# What is your favorite variety?



## DomLangowski (Oct 2, 2008)

What is your favorite variety's?

If you had to limit it to one what would it be...?


----------



## ian (Oct 3, 2008)

Rump Whites


----------



## Angelmouse (Oct 3, 2008)

Longhairs of any colour.....my first litter due in about a week, cant wait!


----------



## Dawson Mice (Oct 3, 2008)

I think its chocolate tans for me. Although I havent had a broken litter yet so that may change when i see chocolate moo cows!


----------



## Sdaji (Oct 4, 2008)

Short-haired satin Siamese with points as dark as possible. I may never get to have such a mouse! 

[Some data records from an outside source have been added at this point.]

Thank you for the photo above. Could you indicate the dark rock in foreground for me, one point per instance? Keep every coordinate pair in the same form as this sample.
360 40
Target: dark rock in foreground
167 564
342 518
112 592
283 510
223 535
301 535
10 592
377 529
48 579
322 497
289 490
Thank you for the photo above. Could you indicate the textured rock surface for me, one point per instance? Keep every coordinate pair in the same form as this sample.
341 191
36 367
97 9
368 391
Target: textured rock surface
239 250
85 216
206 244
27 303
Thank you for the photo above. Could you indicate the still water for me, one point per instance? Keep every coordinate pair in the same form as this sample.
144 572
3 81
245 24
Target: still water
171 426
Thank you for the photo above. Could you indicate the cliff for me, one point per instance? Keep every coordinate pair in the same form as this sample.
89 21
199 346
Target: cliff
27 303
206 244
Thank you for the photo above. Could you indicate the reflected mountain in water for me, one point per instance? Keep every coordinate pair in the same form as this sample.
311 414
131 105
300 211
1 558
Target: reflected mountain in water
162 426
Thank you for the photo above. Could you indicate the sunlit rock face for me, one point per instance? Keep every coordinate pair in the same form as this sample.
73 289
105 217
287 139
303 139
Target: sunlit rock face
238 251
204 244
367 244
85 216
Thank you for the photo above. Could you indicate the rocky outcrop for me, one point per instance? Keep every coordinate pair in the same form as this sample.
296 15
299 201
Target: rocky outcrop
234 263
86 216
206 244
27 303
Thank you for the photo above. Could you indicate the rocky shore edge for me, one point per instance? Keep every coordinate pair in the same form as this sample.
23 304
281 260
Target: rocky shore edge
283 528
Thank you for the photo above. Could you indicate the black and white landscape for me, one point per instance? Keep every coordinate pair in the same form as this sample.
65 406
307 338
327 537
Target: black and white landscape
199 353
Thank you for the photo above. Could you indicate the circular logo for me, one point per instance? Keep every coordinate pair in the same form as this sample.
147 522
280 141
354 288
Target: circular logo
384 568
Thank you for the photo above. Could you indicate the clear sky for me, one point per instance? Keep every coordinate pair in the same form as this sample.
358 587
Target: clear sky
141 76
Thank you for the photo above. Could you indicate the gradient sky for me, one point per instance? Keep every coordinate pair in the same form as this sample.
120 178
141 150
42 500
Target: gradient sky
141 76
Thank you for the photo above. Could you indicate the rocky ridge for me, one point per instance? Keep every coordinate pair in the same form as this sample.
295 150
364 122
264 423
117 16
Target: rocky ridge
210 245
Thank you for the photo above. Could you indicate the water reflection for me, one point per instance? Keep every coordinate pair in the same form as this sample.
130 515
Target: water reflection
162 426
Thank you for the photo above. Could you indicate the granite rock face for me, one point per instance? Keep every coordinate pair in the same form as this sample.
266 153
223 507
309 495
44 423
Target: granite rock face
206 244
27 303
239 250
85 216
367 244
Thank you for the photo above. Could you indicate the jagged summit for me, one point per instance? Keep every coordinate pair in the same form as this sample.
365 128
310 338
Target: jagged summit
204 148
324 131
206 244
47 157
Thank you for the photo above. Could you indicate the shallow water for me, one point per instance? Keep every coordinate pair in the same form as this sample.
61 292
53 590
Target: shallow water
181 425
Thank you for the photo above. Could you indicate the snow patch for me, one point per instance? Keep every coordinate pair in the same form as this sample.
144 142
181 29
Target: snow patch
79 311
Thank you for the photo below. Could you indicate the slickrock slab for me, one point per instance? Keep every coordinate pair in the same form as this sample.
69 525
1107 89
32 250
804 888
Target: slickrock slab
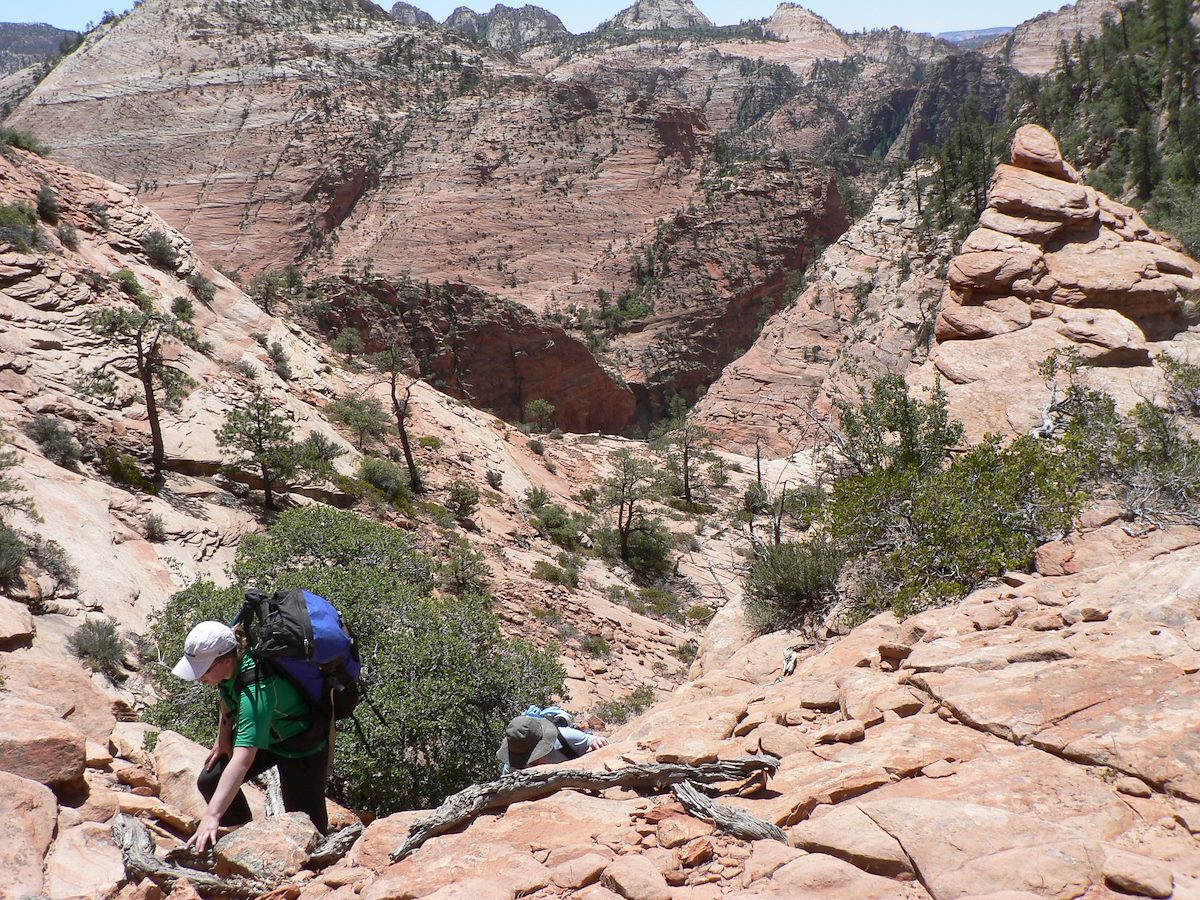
847 833
39 745
820 877
84 863
635 877
269 849
961 849
28 813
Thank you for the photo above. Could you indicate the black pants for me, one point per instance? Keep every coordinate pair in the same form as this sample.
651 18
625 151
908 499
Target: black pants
303 783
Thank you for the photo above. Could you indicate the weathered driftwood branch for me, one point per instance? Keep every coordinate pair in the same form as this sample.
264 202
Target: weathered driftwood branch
733 821
335 846
534 784
141 862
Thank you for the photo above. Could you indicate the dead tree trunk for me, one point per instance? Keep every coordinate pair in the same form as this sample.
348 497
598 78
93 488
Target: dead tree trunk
465 807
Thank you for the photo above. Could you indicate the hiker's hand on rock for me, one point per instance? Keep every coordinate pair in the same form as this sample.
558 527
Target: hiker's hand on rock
205 834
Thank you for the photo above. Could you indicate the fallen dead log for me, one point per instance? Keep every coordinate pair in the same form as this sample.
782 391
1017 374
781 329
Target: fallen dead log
727 819
334 847
533 784
141 862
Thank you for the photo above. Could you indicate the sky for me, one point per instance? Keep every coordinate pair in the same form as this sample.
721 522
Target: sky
930 16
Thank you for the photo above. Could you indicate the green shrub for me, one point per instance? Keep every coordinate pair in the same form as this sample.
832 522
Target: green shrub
204 289
443 676
465 571
791 583
52 558
183 309
22 141
18 226
155 531
97 645
621 711
124 469
595 646
57 443
69 235
12 553
48 208
387 478
462 499
160 250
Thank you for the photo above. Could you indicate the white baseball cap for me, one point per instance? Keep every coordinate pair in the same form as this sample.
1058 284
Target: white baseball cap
204 645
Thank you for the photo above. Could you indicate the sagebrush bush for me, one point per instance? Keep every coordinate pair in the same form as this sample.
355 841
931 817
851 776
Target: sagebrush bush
18 226
99 646
387 478
48 208
790 585
12 553
443 677
58 444
462 499
160 250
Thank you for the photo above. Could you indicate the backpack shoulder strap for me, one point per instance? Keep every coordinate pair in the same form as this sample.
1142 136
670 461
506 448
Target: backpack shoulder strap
565 745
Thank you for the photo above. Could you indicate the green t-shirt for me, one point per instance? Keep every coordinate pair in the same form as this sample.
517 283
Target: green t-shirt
268 712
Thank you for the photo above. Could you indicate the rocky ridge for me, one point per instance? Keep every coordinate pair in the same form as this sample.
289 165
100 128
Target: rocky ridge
1056 265
1032 47
657 15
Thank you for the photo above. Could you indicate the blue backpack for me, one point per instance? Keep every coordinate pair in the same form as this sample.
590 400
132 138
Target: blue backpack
303 637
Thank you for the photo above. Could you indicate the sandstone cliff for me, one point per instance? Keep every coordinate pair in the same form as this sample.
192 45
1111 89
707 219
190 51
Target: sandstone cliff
655 15
1056 265
1032 47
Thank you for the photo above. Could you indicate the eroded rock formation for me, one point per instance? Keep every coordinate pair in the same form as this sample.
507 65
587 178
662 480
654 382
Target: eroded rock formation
1056 265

Of what I can have, I think black-eyed white, standard coat, or maybe tricoloured mice (someone in Australia get me some splashed mice! Please! :lol: )


----------



## SarahC (Oct 3, 2008)

brokens


----------



## Dragonfly-Stud (Oct 5, 2008)

Banded black tan


----------



## XxFaexX (Oct 2, 2008)

Oh this is such a hard question...id have to say any variety as long as its choc coz i really cant chose just 1


----------



## Apple Eyes (Oct 3, 2008)

That's not a fair question, how can I limit it to just one?

I'm not! Ha!

Siamese 
Fox/tans - good tans are hard to find over here, so I'm going with fox.


----------



## daisy (Oct 4, 2008)

hairless


----------



## SarahY (Nov 6, 2008)

Stone Satin


----------



## merlyn26 (Jan 7, 2009)

satin siamese.


----------



## WillowDragon (Jan 7, 2009)

I adore the Dove colouring and satin coats...so, dove satin? hehehe

Willow xx


----------



## sasandcol (Dec 12, 2008)

I'm with you on the dove satin Willow (i want one of those in the future for anyone that reads this. lol), but i do love the colouring of my black tan mouse, tiny


----------



## Effy (Dec 30, 2008)

I going to make it a hat trick and say dove satin, but only because that's the first that came to mind...I actually have five favourites. And they only JUST come above the 57,000 second place types!  
I love tricolour, (always called them calico...same as any other animal :roll: ) black tan, siamese and black fox, too.  
LH in most of them i great, as well...but not the fox or siamese. >_>


----------



## Miss-Freak-Of-Nature (Oct 6, 2008)

I have 3 favroties Fox, Hairless and Agouti


----------



## thickgiraffe (Nov 3, 2010)

black fox but i don't just want one colour (throws dummy out of pram) and currently i still have never owned one of these!


----------



## paulbrv65 (Apr 23, 2009)

PEW

for me

Paul


----------



## Lou-Fraser (Sep 19, 2009)

blues all the way for me (lilacs next)


----------



## thekylie (Mar 6, 2010)

Black Tan!! If I wasn't in the US I'd say Red too but we have very few of them over here. One day I'd love to breed Reds and Fawns in addition to Black Tans.


----------



## Erica08 (May 20, 2009)

X-linked Brindle in recessive yellow :love but I'll likely never own one so blue and chocolate are a tie


----------



## george (Aug 24, 2010)

blacks! none better for me  though i am starting to like agouti


----------



## kerryann (Oct 4, 2010)

Ooooo erm erm :? it would have to be dove satin


----------